Bitcoin Transaction Fees Altering its Ecosystem
Bitcoin (BTC) transaction fees entail the amount charged for your proceedings to be handled by a miner and approved by the Bitcoin network.
According to research by Cornell, BTC transaction fees may threaten its ecosystem by jeopardizing long-term viability and prompting energy wastage.
BTC has grown to unprecedented heights in the last ten years as it is dubbed the “king” of cryptocurrency. Various shortcomings have, however, been witnessed as users are forced to wait for lengthy periods for their transactions to be incorporated into the blockchain. This lag has been detrimental because it has triggered the materialization of fees that users are expected to pay for them to be moved ahead of the waiting line.
Transaction fees not part of initial BTC system
Maureen O’Hara, a professor of economics at the Samuel Curtis Johnson Graduate School of Management, asserted: “Bitcoin now works essentially how markets work because if you want something to happen faster, you have to pay for it.”
She also asserted that transaction fees were exempted from the original BTC system because they have just evolved.

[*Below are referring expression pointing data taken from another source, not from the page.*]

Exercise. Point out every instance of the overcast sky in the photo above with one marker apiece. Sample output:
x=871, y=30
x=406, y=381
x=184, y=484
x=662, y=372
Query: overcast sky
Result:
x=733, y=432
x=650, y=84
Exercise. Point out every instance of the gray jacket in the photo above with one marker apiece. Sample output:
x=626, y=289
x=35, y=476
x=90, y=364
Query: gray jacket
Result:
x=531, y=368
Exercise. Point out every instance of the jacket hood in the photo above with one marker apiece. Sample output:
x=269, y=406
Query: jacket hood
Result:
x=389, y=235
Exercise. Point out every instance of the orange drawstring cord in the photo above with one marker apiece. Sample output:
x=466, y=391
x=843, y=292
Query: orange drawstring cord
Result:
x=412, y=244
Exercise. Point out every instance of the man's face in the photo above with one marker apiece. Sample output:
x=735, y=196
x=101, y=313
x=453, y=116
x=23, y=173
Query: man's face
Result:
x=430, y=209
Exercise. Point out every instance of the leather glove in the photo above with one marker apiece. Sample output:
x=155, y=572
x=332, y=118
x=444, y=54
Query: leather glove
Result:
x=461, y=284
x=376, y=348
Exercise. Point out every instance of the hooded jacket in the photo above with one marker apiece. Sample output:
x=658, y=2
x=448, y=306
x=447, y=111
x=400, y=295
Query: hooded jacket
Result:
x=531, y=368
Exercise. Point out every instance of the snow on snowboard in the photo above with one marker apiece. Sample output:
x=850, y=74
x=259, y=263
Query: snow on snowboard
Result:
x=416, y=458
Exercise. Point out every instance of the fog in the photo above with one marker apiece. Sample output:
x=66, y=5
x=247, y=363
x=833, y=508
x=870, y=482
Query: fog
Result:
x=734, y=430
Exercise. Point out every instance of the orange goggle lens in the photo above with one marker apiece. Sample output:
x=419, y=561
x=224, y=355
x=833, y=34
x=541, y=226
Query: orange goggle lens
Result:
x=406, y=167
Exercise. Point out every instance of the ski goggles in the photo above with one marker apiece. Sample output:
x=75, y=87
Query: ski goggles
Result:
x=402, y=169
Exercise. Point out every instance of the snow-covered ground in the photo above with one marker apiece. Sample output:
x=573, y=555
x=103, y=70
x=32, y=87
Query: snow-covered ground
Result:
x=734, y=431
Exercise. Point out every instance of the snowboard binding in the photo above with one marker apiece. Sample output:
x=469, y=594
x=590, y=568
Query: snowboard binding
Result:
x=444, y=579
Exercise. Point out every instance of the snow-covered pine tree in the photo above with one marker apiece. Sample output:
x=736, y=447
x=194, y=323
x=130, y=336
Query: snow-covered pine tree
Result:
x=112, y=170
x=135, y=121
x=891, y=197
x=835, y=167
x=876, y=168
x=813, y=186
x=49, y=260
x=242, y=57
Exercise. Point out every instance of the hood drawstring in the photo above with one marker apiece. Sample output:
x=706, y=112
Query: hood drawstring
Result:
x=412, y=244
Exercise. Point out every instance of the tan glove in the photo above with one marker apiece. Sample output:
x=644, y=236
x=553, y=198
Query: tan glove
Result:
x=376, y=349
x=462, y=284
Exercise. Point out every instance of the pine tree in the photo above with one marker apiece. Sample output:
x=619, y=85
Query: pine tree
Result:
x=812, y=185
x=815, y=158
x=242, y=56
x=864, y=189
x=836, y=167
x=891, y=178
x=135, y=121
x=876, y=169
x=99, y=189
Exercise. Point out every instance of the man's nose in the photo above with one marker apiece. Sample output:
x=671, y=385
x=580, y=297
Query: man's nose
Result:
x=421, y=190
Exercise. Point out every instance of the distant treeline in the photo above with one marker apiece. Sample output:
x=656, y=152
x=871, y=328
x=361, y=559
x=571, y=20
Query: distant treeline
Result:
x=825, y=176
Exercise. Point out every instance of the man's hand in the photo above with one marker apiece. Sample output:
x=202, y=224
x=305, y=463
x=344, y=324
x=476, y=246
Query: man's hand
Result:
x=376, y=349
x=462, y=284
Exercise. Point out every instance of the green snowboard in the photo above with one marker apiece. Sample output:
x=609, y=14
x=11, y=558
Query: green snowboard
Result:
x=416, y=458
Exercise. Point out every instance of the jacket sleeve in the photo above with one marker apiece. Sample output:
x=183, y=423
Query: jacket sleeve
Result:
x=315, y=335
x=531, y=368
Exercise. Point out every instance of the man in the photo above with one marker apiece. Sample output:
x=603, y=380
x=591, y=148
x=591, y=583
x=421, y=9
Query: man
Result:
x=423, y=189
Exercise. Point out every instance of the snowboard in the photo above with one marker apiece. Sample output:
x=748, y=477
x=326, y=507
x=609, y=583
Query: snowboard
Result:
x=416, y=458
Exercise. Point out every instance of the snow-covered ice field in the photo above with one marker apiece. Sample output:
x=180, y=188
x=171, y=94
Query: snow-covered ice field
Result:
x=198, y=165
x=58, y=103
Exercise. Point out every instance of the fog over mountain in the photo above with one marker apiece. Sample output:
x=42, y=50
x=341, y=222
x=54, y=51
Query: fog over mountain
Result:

O’Hara added: “A system that’s designed by a computer scientist for security problems may not be well-designed to trade in the markets, so the development of fees is actually a good thing. But it also created all kinds of problems.”
O’Hara proclaimed that the fees might assist the faster processing of some proceedings, but the cost endured was making many transactions impractical. She also stated that one of the significant problems of BTC entailed the high fees charged even for simple deals.
O’Hara made a comparison of the present BTC transaction fees with a parade where one onlooker stands to get a better glance, and in the process, making other onlookers follow suit.
She claimed: “If everyone is standing up, you’re not seeing any better than you were when you were sitting down.” And if everybody’s paying a transaction fee now, then you may end up in the same situation that you were in before – the fees got high, and you have to wait anyway.”
The transaction backlog is also associated with high energy amounts because blockchains are notorious power consumers.